A potential deal between Europe and the South American Mercosur bloc countries is facing increasing opposition in Europe.

It is understood that an increasing number of Member States are against a deal which could see European agriculture under threat with environmental and animal welfare measures the key stumbling blocks.

While a European impact assessment is not due until September, it is understood that around 19 Member States could be against the deal. A number of sources in Europe have said that the current drive to secure a Mercosur deal is motivated by trade and politically, but it is unlikely to be backed by a majority of Member States over concerns around the impact on agriculture, as well as environmental and animal welfare concerns.

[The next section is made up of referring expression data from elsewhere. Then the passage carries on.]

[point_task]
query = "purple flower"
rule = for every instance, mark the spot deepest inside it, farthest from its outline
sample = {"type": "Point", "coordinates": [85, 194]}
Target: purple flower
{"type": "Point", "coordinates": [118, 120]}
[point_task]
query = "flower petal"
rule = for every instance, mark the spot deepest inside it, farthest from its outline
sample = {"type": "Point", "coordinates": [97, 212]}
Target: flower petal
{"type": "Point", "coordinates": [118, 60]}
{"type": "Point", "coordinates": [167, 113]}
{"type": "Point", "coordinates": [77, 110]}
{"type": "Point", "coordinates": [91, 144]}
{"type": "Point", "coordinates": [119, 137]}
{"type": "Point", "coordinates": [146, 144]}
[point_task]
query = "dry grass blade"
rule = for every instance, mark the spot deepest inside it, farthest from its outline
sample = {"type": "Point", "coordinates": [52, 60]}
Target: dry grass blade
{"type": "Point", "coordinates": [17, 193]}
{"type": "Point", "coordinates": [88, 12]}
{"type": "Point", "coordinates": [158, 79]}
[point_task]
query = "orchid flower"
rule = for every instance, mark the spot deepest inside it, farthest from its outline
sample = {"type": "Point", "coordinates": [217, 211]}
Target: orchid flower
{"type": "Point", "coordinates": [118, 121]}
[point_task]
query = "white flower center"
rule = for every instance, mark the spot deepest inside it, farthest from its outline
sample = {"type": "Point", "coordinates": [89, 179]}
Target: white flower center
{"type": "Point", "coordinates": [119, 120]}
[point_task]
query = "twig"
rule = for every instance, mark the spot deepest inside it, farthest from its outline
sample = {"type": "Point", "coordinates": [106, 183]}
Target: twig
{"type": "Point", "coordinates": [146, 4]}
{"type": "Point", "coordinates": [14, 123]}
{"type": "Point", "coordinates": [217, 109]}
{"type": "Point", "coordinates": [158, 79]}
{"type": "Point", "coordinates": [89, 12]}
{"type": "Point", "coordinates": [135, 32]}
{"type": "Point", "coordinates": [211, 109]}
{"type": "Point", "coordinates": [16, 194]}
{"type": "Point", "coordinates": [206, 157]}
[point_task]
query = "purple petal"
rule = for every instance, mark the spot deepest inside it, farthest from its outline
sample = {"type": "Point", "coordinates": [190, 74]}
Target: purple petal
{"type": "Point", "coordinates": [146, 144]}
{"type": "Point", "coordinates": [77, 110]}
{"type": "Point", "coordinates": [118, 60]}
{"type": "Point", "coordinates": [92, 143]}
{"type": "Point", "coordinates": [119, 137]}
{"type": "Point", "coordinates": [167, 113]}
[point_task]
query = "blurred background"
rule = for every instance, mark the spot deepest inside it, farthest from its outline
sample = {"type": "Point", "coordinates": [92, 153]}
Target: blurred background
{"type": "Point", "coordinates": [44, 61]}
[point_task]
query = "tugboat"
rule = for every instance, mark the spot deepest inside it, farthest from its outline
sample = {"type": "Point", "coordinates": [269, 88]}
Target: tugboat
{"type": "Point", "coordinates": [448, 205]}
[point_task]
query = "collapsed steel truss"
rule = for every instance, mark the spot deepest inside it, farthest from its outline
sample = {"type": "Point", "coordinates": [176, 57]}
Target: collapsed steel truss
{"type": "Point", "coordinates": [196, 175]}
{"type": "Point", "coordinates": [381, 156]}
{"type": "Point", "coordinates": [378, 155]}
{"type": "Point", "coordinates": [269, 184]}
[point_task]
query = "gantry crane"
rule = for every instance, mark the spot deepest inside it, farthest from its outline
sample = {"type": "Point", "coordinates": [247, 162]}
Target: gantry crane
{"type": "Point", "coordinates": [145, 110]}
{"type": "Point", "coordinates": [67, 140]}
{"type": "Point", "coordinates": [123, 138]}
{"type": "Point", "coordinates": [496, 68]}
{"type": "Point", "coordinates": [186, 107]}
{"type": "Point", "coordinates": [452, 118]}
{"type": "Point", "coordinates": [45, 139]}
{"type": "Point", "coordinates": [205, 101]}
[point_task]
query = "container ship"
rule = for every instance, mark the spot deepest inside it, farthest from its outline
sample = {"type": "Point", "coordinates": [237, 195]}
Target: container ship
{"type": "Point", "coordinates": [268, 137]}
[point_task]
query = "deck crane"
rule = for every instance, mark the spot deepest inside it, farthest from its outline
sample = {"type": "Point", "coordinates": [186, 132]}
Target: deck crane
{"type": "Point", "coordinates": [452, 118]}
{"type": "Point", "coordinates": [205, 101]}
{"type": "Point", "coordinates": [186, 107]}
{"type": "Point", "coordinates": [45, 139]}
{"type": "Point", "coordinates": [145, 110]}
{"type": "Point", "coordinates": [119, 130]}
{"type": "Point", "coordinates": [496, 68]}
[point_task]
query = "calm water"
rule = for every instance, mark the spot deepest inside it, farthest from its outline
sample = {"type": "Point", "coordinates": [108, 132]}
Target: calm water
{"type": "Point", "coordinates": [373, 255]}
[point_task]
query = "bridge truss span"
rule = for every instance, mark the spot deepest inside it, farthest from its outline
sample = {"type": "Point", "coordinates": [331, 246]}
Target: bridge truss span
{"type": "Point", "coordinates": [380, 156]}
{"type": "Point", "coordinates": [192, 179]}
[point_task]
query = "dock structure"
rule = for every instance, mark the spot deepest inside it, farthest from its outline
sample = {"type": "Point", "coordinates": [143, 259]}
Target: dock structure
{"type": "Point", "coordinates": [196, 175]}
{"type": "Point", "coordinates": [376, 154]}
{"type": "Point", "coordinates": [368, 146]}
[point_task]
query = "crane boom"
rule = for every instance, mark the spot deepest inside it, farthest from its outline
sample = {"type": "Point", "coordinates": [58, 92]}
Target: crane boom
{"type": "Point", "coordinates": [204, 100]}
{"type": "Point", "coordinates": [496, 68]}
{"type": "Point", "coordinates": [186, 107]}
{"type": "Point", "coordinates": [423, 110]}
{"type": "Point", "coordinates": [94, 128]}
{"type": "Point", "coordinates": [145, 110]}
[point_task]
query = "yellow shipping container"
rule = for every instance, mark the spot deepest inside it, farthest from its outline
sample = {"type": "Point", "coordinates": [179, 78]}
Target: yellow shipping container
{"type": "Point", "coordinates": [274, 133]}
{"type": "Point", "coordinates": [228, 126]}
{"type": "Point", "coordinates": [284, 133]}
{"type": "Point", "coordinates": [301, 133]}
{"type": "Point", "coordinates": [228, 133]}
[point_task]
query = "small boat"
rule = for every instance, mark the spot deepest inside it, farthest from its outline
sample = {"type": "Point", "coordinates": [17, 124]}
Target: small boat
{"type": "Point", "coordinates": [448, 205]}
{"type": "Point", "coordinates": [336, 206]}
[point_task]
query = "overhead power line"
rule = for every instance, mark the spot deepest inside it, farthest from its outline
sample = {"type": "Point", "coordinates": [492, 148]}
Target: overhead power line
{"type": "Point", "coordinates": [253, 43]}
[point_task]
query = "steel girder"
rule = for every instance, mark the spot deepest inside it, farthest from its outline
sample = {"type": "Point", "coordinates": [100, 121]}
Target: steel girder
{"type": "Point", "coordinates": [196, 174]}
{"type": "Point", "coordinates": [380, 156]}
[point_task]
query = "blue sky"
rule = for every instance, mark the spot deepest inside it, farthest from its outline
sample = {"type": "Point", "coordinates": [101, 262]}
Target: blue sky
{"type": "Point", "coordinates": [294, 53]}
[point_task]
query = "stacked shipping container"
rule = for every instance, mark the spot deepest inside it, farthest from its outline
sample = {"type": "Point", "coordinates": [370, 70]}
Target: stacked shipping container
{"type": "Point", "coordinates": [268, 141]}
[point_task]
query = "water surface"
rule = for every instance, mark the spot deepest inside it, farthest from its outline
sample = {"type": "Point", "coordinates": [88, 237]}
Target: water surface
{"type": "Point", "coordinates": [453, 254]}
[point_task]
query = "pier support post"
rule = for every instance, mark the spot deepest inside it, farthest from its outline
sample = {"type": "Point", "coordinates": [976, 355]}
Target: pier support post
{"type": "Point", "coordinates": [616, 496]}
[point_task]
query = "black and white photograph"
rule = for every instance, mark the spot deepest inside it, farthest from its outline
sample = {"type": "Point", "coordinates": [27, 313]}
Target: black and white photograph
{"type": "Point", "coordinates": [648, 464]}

Nine countries in Europe, including Ireland, have said they are concerned about agriculture, while around 10 others are believed to be supportive that a deal does not go ahead.

Meanwhile, on his first visit to Brussels following his election this week, IFA President Joe Healy strongly criticised the EU Commission’s approach to the Mercosur trade talks with South American countries and insisted that no offers are made on increased access to the European market for sensitive products, including beef.

Healy said Irish and European farmers were outraged at the draft offer put forward to Member States by Trade Commissioner Cecilia Malmström which would give Mercosur a new tariff rate quota providing additional access for 78,000t of beef, on top of the preferential access they already have, under which an estimated 180,000t of steak cuts were imported in 2015.

The IFA President pointed out that, with 39,000t of the EU draft offer in the form of high value cuts, this would mean giving the South American countries over one third of the 600,000t EU market for steak cuts.

“This would be a total sell out of Irish and European livestock farmers, with no gains for European agriculture. Farmers in sensitive sectors are being sacrificed for the benefit of European industry and services.”

Joe Healy stressed that previous analysis by the European Commission had shown that a Mercosur deal would inflict losses of €7.8 billion on the EU agriculture sector.